Why wouldn’t they? The answer lies in biology. A person’s weight remains
stable as long as the number of calories consumed doesn’t exceed the
amount of calories the body spends, both on exercise and to maintain
basic body functions. As the balance between calories going in and
calories going out changes, we gain or lose weight.
But bodies don’t gain or lose weight indefinitely. Eventually, a cascade
of biological changes kicks in to help the body maintain a new weight.
As the JAMA article explains, a person who eats an extra cookie a day
will gain some weight, but over time, an increasing proportion of the
cookie’s calories also goes to taking care of the extra body weight.

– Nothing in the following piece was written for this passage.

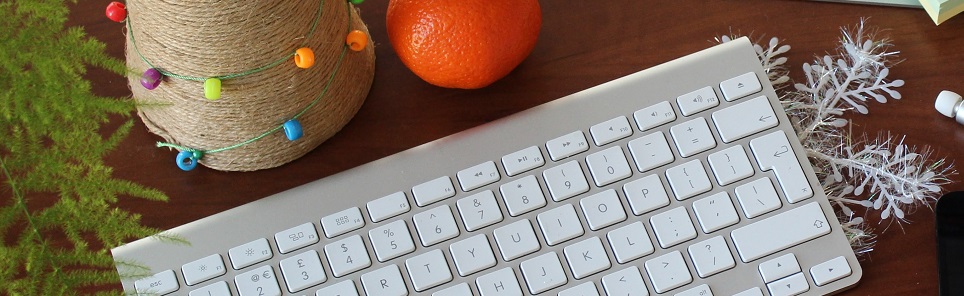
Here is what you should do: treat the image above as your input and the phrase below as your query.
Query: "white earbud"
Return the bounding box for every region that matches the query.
[935,90,964,124]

Eventually, the body adjusts and stops gaining weight, even if the
person continues to eat the cookie.
Similar factors come into play when we skip the extra cookie. We may
lose a little weight at first, but soon the body adjusts to the new
weight and requires fewer calories.
Regrettably, however, the body is more resistant to weight loss than
weight gain. Hormones and brain chemicals that regulate your unconscious
drive to eat and how your body responds to exercise can make it even
more difficult to lose the weight. You may skip the cookie but
unknowingly compensate by eating a bagel later on or an extra serving of
pasta at dinner.
“There is a much bigger picture than parsing out the cookie a day or the
Coke a day,” said Dr. Jeffrey M. Friedman, head of Rockefeller
University’s molecular genetics lab, which first identified leptin, a
hormonal signal made by the body’s fat cells that regulates food intake
and energy expenditure. “If you ask anyone on the street, ‘Why is
someone obese?,’ they’ll say, ‘They eat too much.’ ”

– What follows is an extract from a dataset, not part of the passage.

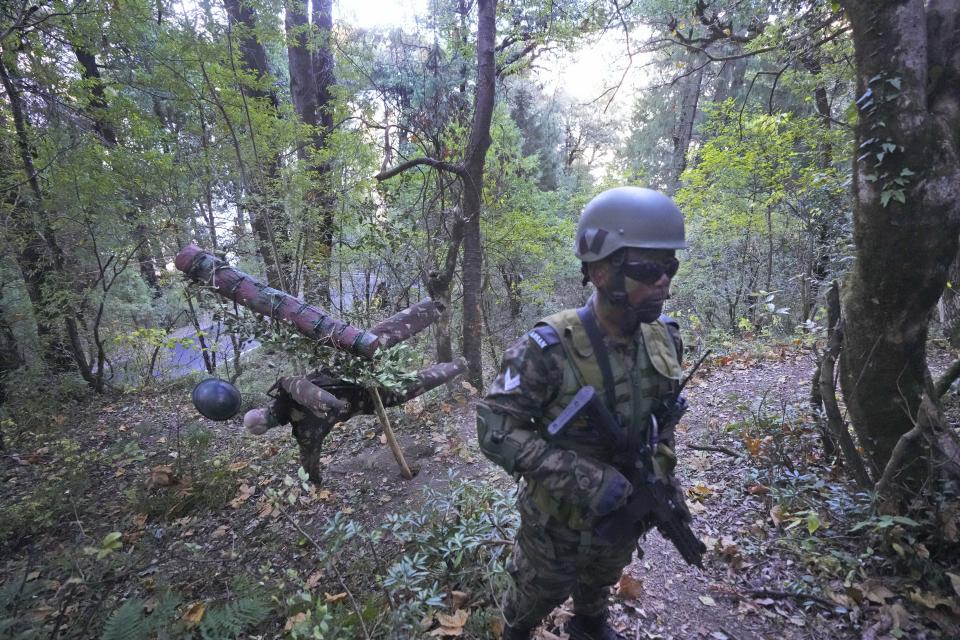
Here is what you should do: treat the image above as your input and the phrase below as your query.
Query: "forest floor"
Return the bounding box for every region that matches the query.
[2,340,959,639]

“That is undoubtedly true,” he continued, “but the deeper question is
why do they eat too much? It’s clear now that there are many important
drivers to eat and that it is not purely a conscious or higher cognitive
This is not to say that the push for small daily changes in eating and
exercise is misguided. James O. Hill, director of the Center for Human
Nutrition at the University of Colorado Denver, says that while weight
loss requires significant lifestyle changes, taking away extra calories
through small steps can help slow and prevent weight gain.
In a study of 200 families, half were asked to replace 100 calories of
sugar with a noncaloric sweetener and walk an extra 2,000 steps a day.
The other families were asked to use pedometers to record their exercise
but were not asked to make diet changes.
During the six-month study, both groups of children showed small but
statistically significant drops in body mass index; the group that also
cut 100 calories had more children who maintained or reduced body mass
and fewer children who gained excess weight.
The study, published in 2007 in Pediatrics, didn’t look at long-term
benefits. But Dr. Hill says it suggests that small changes can keep
overweight kids from gaining even more excess weight.
“Once you’re trying for weight loss, you’re out of the small-change
realm,” he said. “But the small-steps approach can stop weight gain.”
While small steps are unlikely to solve the nation’s obesity crisis,
doctors say losing a little weight, eating more heart-healthy foods and
increasing exercise can make a meaningful difference in overall health
and risks for heart disease and diabetes.
“I’m not saying throw up your hands and forget about it,” Dr. Friedman
said. “Instead of focusing on weight or appearance, focus on people’s
health. There are things people can do to improve their health
significantly that don’t require normalizing your weight.”
Dr. Ludwig still encourages individuals to make small changes, like
watching less television or eating a few extra vegetables, because those
shifts can be a prelude to even bigger lifestyle changes that may
ultimately lead to weight loss. But he and others say that reversing
obesity will require larger shifts — like regulating food advertising to
children and eliminating government subsidies that make junk food cheap
“We need to know what we’re up against in terms of the basic biological
challenges, and then design a campaign that will truly address the
problem in its full magnitude,” Dr. Ludwig said. “If we just expect that
inner-city child to exercise self-control and walk a little bit more,
then I think we’re in for a big disappointment.”